Haga preguntas para obtener información más específica. Entender el mensaje
requiere detalles específicos y muchos de nosotros no somos tan detallistas
como cuando damos un mensaje. Estamos tan familiarizados con el pensamiento, la
idea o la emoción que, mentalmente, asumimos que el oyente está sincronizado
con nosotros. Mi experiencia en ventas me dice que generalmente cometo el error
de no lograr que el cliente sea más especifico al hablar de sus necesidades o
problemas; obtenga hechos o pruebas. El responsable de uno de los puentes de
suspensión más largos del mundo no fue un ingeniero, fue un vendedor maestro.
Aunque ahora existen una docena de
puentes que cubren largas distancias, el puente entre San Francisco y la Bahía
de Oakland sigue primero en el ranking de los largos totales, cincuenta años
después de que el mencionado puente y el Golden Gate fueran hechos construir
por Earle C. Anthony, un comerciante de la feria Packard de San Francisco. Este
señor pensó que vendería más autos si la gente pudiera cruzar la bahía y
llegar a Oakland. Su respuesta fue: puentes nuevos. Por intermedio de su amigo
íntimo, el presidente Hebert Hoover, obtuvo ayuda federal para construir el
puente de Oakland y el Golden Gate.
En 1936, cuando inauguraron 105
puentes, el presidente Hoover estaba en el primer auto, un “Packard” que
conducía Earle C. Anthony.
3. Aplaque que sus nervios y sus
emociones.
Esto es de lo más difícil de
controlar y requiere de mucho autocontrol. Cuando un cliente se enoja y
demuestra emociones negativas, una alarma censuradora se enciende en la mente
del vendedor, quien comienza a buscar la forma de contraatacar. Generalmente, si
usted escucha al comprador, descubrirá que habla de esa manera debido a una
mala información. Manténgase calmo y luego utilice sus habilidades
interpersonales para estabilizar la conversación.
4. Traducir el significado de los
comentarios de su cliente.
Los clientes dicen todo lo que usted
necesita saber sobre el tema que se discute. Póngase en el lugar del cliente:
cuando usted va a comprar una casa, un auto, o un aparato eléctrico, no dice
todo lo que tiene en su mente. Traduzca el significado del mensaje y entonces
entenderá las necesidades del cliente.
5. Excursiones.
Trate de evitar que su mente vuele.
Los buenos oyentes sintonizan a las personas que hablan y bloquean los canales
que conducen a pensamientos inútiles. Muchas personas no son buenas para
conversar e incluso algunos son bastante aburridos, pero todos son clientes de
alguna manera y están relacionados a los negocios. Evite la tentación de volar
con su mente mientras escucha al comprador: no piense en su próxima visita, en
las otras cosas que tiene que hacer, en el lugar adonde va a cenar esa noche.
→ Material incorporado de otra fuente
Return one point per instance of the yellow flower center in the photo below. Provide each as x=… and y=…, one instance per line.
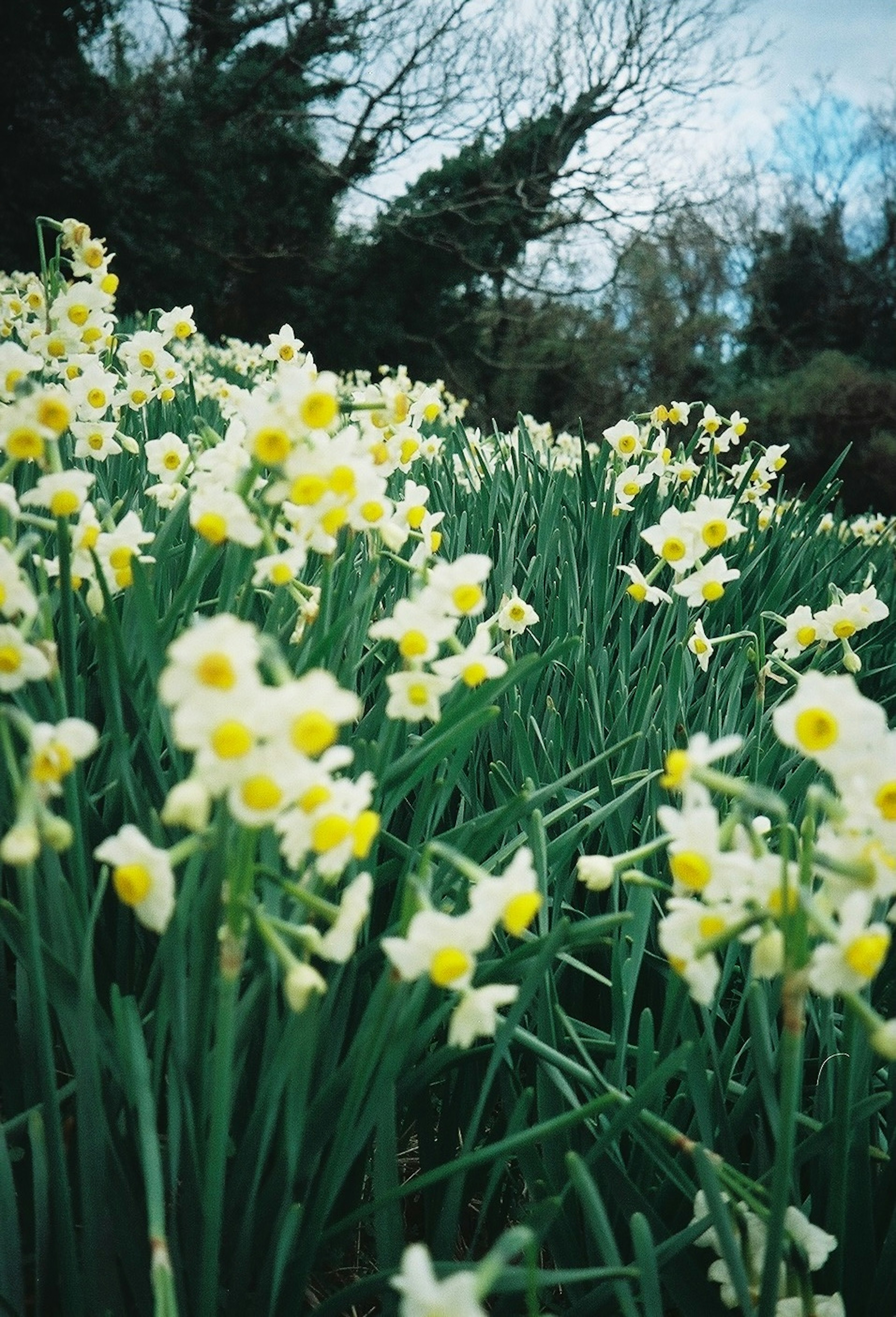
x=313, y=733
x=475, y=675
x=886, y=801
x=272, y=446
x=261, y=793
x=367, y=826
x=777, y=900
x=319, y=410
x=314, y=797
x=467, y=597
x=11, y=659
x=865, y=955
x=132, y=883
x=691, y=870
x=676, y=768
x=448, y=966
x=520, y=912
x=52, y=763
x=413, y=644
x=330, y=832
x=816, y=729
x=308, y=490
x=120, y=558
x=217, y=671
x=342, y=481
x=674, y=550
x=232, y=741
x=334, y=519
x=53, y=414
x=213, y=527
x=64, y=504
x=715, y=534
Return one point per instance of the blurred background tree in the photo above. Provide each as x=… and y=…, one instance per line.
x=545, y=257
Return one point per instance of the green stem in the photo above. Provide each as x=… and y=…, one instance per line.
x=68, y=658
x=70, y=1294
x=218, y=1135
x=791, y=1063
x=222, y=1071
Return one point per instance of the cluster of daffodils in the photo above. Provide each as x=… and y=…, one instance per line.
x=443, y=946
x=810, y=1249
x=484, y=455
x=835, y=899
x=845, y=617
x=870, y=529
x=52, y=753
x=446, y=595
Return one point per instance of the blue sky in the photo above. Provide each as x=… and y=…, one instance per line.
x=850, y=41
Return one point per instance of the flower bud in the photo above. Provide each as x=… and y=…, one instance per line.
x=767, y=958
x=57, y=833
x=596, y=872
x=883, y=1040
x=22, y=846
x=188, y=805
x=300, y=983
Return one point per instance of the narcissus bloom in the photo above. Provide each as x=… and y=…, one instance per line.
x=442, y=946
x=829, y=721
x=476, y=1015
x=707, y=584
x=142, y=875
x=424, y=1295
x=56, y=750
x=516, y=616
x=476, y=664
x=20, y=662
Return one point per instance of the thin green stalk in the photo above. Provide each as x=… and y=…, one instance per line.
x=68, y=658
x=70, y=1296
x=791, y=1067
x=222, y=1075
x=161, y=1275
x=218, y=1135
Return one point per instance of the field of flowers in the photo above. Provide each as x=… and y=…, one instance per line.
x=443, y=874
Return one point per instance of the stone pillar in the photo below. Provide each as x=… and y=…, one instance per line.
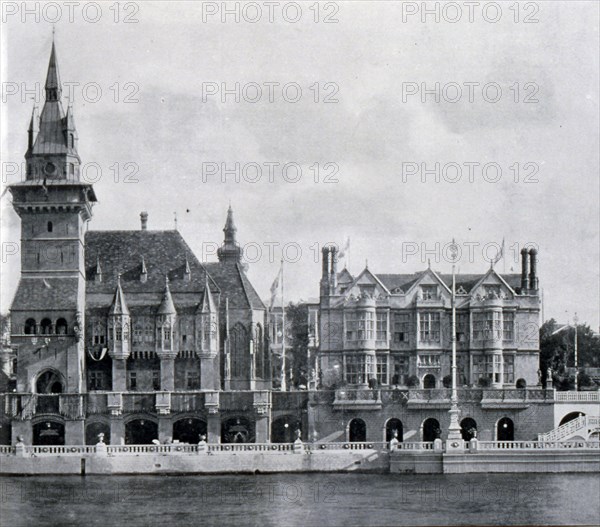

Concéntrese en las palabras de su cliente, su lenguaje corporal y sus
significados.
6. Las necesidades.
De eso se trata. No se interese sólo
en las necesidades del comprador, sino también en sus necesidades
personales y las de su compañía. A menos que las necesidades de su
cliente sean transmitidas a la compañía, usted puede tirar su plan de ventas
por la ventana. Un último pensamiento para que comience a mejorar su habilidad
de escuchar. NUNCA interrumpa a un cliente. Escuche el punto de
vista del cliente hasta el final. Resista la tentación de cortarlo. Como dijo
el filósofo de la pradera una vez: "Usted no aprende cuando usted
habla".
Grábese estas ideas en su cabeza: lo
ayudarán a descubrir las necesidades que lo llevarán al éxito en ventas.